W. Dudley “Dud” McKinney

Dudley McKinney was a vocal opponent of the North-West Mounted Police (NWMP) at Forty Mile.1)

Two men named Hestwood and Van Wagener registered claim # 19 Above on Glacier Creek with the NWMP. They went outside for the winter and sublet their claim to a third man named A. A. Gordon. Gordon hired two men to work the claim during the winter of 1895/96. When mining finished in the spring, Gordon left for Circle City, Alaska without paying his workers. The workers turned to Hestwood and Van Wagener but they would not pay their wages. The workers called a miner's meeting and Hestwood and Van Wagener were told to pay, or the claims would be confiscated and auctioned off. Van Wagener and Hestwood had notified the NWMP of the meeting and Constantine wrote to the committee telling them that their actions were illegal. The message arrived three hours after the meeting was held. Van Wagener and Hestwood refused to pay and another miner's meeting was held on June 28, 1896 where the claim was auctioned and sold to Jerry Baker for the low price of $1,075.00. Van Wagener and Hestwood sent another message to Constantine.2)

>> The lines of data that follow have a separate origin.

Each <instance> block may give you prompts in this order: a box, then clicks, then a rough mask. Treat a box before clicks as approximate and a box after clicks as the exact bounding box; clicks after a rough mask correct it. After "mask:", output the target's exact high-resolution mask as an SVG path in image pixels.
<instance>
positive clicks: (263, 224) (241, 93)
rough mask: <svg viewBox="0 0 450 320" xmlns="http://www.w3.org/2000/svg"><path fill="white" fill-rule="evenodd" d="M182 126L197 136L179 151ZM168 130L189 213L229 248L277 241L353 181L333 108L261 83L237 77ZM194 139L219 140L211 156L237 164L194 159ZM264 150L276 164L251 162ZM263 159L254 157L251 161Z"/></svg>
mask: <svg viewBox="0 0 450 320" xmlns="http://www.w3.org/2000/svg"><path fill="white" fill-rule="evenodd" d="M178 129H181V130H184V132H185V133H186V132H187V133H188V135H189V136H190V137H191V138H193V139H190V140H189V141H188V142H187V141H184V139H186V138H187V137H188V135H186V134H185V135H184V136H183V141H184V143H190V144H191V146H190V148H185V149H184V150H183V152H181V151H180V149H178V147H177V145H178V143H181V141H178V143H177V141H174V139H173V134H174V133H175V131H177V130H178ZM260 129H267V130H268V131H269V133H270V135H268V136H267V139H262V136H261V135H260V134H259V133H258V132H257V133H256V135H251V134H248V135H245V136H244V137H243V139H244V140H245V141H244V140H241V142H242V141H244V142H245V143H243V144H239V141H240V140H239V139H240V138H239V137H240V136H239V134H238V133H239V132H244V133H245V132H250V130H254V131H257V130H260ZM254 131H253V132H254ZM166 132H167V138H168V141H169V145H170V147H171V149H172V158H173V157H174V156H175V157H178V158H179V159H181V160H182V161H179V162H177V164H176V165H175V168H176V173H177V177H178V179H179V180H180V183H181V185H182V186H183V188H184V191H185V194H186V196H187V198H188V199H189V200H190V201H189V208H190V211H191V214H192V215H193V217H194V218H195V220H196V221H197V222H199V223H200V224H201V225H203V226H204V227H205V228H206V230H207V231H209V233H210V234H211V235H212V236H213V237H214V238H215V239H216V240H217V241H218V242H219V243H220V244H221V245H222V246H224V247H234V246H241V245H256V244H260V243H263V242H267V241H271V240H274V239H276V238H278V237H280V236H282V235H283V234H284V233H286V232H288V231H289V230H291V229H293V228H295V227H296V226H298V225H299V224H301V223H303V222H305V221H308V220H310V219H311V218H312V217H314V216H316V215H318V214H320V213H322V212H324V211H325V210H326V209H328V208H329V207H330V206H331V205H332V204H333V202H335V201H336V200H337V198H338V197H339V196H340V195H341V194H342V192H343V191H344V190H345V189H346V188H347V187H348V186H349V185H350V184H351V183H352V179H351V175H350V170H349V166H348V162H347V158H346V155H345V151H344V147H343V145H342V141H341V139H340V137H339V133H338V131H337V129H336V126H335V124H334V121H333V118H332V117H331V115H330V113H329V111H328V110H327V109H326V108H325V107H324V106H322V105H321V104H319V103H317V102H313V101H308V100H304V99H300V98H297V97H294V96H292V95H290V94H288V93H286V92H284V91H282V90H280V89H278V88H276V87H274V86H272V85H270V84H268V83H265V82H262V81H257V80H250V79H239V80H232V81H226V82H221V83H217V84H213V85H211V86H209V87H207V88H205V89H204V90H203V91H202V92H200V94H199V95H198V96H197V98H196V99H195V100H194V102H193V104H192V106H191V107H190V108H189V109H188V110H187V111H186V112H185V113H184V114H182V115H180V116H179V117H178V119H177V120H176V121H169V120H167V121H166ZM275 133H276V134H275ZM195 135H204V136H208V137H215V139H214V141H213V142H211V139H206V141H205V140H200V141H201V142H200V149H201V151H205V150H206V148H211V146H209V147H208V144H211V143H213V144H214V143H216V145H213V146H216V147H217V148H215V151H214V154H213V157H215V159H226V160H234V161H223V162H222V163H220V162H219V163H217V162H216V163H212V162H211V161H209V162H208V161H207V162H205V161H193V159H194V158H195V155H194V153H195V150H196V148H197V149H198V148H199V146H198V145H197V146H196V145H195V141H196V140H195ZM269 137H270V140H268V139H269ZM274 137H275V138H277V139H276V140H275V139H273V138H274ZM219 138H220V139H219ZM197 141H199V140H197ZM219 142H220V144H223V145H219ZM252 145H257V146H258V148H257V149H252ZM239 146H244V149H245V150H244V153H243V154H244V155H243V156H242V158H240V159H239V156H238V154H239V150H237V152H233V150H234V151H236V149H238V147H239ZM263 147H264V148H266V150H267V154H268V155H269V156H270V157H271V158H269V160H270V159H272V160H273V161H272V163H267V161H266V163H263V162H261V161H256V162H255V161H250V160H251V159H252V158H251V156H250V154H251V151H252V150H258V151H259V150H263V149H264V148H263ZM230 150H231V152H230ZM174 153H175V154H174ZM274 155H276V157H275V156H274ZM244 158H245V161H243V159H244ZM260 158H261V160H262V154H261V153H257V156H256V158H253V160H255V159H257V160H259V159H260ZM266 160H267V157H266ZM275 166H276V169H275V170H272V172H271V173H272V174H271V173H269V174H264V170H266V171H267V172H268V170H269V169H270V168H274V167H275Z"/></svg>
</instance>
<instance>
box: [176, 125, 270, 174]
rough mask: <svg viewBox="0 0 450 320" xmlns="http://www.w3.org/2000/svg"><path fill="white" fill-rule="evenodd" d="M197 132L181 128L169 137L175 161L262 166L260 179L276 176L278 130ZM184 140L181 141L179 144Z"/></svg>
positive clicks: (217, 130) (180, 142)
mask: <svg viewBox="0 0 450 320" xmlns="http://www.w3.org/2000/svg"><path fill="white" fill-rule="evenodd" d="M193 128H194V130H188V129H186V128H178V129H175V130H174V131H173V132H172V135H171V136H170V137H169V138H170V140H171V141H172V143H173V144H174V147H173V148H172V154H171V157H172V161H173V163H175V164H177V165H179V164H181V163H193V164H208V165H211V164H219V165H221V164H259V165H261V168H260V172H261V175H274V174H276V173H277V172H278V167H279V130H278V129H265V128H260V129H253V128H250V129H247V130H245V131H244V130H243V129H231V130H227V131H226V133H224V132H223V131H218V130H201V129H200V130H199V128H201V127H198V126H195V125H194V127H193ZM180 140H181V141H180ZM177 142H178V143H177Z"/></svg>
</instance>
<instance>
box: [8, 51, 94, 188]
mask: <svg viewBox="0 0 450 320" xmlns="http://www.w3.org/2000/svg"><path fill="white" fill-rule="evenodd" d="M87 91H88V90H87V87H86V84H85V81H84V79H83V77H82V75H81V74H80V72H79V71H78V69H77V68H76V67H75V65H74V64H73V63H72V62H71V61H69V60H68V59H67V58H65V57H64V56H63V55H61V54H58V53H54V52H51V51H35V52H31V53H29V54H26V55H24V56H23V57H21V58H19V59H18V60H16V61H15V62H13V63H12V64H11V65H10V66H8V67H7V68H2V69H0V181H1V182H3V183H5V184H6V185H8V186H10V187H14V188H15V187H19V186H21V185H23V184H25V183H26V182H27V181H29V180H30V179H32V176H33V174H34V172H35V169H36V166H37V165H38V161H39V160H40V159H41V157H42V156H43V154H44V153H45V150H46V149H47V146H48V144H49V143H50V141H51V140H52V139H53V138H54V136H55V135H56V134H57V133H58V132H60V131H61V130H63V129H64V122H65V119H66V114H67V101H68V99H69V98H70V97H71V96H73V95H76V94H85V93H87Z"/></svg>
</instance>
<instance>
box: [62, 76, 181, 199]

On July 1, 1896, Fred Hutchins and Dudley McKinney took possession of the claim while Jerry Baker went to Fort Constantine to register the bill of sale prepared by the committee and signed by twenty-three miners. Constantine refused to accept the document. Constantine then sent Inspector Strickland and eleven men armed with Metford carbines and pistols, and three Indigenous polers and packers to Glacier Creek on the night of July 4th. The party reached Kink House, fifteen miles up the Fortymile River, after twelve hours of travel. They then marched cross country to Moose Creek where they camped overnight and then travelled the final stint to the goldfields. They warned David Thompson, who Baker had put in possession of the claim, and handed it back to the original owners. Strickland remained on the creek for a further two days and finally received assurances from Malony, the chairman of the miner's committee that there would be no further trouble.3) Those who felt their rights had been infringed upon departed for Circle City, where the miner's committee still ruled.4)

“Dud” McKinney joined the first rush to the Chisana goldfields in Alaska and staked Claim No 11 on Bonanza in 1913. He sluiced the upper end of the claim in 1915 and worked Claim No. 8 in 1917. McKinney was listed as a placer miner in the 1920 census. He partnered with Jack Carroll on Gold Run Creek, Alaska in 1923. His wife was Emma and they adopted a Tlingit boy from Klawock, Barney McKinney. Barney sluiced Gold Run No 1 Above in 1929 and 1930.5)

1) , 4)
Michael Gates, Gold at Fortymile Creek: Early Days in the Yukon. Vancouver: UBC Press, 1994: 13-14.
2) , 3)
Jim Wallace, Forty Mile to Bonanza: The North-West Mounted Police in the Klondike Gold Rush. Calgary: Bunker to Bunker Publishing, 2000: 29-32.
5)
Geoffrey T. Bleakley, A History of the Chisana Mining District, Alaska, 1890-1990. Anchorage: National Park Service, 1996: 105.